As you can see the ad for NO2ID, an anti-identity card campaign group, shows a close-up of Blair’s face in monochrome, with a barcode placed on his top lip to resemble the German dictator’s moustache.
NO2ID said that the photograph of Tony Blair was retouched to make it look like a 1930s portrait and the layout was designed to recall the Nazi era. The campaign group argued that the photograph did not portray Tony Blair “as Hitler” but was intended to be “a comparison of Tony Blair with Hitler based on policy, not personality”.
On policy? Well that’s okay then.
NO2ID said that the ad contained an implicit claim that “identity cards were useful to the implementation of Nazi policies across Europe; they argued that that was beyond doubt” and asserted that identity cards themselves had “been used to control populations in occupied Europe and were very closely associated with the process of sorting victims for the concentration camps”.
In its defence, NO2ID argued that free speech was a vital function of advertising and said the ad was intended to be insulting to Tony Blair.
In its defence, The Guardian said the ad did not make a serious comparison between Tony Blair and Hitler, but sought to highlight a particularly contentious policy. It said the newspaper was aimed at an adult and educated readership and, as such, it should allow a certain degree of latitude in the advertising it carried that depicted political figures.

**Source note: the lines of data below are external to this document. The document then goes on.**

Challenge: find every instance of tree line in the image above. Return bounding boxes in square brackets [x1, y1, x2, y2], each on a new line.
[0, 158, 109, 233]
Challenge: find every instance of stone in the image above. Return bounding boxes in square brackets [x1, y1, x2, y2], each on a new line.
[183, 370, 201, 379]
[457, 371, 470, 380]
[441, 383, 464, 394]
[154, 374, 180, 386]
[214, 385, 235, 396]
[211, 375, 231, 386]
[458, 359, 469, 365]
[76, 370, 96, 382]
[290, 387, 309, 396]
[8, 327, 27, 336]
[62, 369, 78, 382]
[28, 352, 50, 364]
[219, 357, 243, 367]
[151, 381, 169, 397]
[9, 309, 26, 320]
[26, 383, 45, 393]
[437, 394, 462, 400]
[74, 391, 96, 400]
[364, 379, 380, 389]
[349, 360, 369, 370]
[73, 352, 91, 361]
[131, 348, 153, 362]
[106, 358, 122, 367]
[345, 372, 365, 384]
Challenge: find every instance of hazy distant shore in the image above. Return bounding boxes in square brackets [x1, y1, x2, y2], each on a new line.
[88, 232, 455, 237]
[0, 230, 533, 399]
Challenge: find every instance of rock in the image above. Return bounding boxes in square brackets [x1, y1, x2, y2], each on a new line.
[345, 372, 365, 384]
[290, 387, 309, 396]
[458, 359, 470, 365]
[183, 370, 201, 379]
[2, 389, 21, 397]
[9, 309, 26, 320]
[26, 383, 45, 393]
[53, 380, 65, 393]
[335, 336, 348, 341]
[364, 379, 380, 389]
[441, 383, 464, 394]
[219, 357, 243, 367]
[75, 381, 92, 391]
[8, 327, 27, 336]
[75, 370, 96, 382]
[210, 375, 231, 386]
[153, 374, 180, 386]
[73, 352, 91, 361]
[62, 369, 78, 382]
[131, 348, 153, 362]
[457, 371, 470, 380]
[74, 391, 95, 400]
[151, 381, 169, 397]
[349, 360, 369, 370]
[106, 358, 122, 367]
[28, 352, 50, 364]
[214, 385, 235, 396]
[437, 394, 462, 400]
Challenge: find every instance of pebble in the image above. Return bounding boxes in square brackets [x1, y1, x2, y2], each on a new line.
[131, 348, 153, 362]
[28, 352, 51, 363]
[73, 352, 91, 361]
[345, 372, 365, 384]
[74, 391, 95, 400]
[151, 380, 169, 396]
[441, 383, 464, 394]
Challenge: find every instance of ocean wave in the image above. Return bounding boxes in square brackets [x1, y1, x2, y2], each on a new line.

The Advertising Standards Authority rejected the complaints after concluding the ad may be have been distasteful to some but was unlikely to cause serious or widespread offence.
The ASA said: “We considered that, although the ad may have been distasteful to some, it was unlikely to be seen as making a serious comparison between Tony Blair and Hitler but instead as highlighting a lobbying group’s opinion that ID cards should not be introduced because of the threat to civil liberty they posed. We concluded that, as such, the ad was unlikely to cause serious or widespread offence.”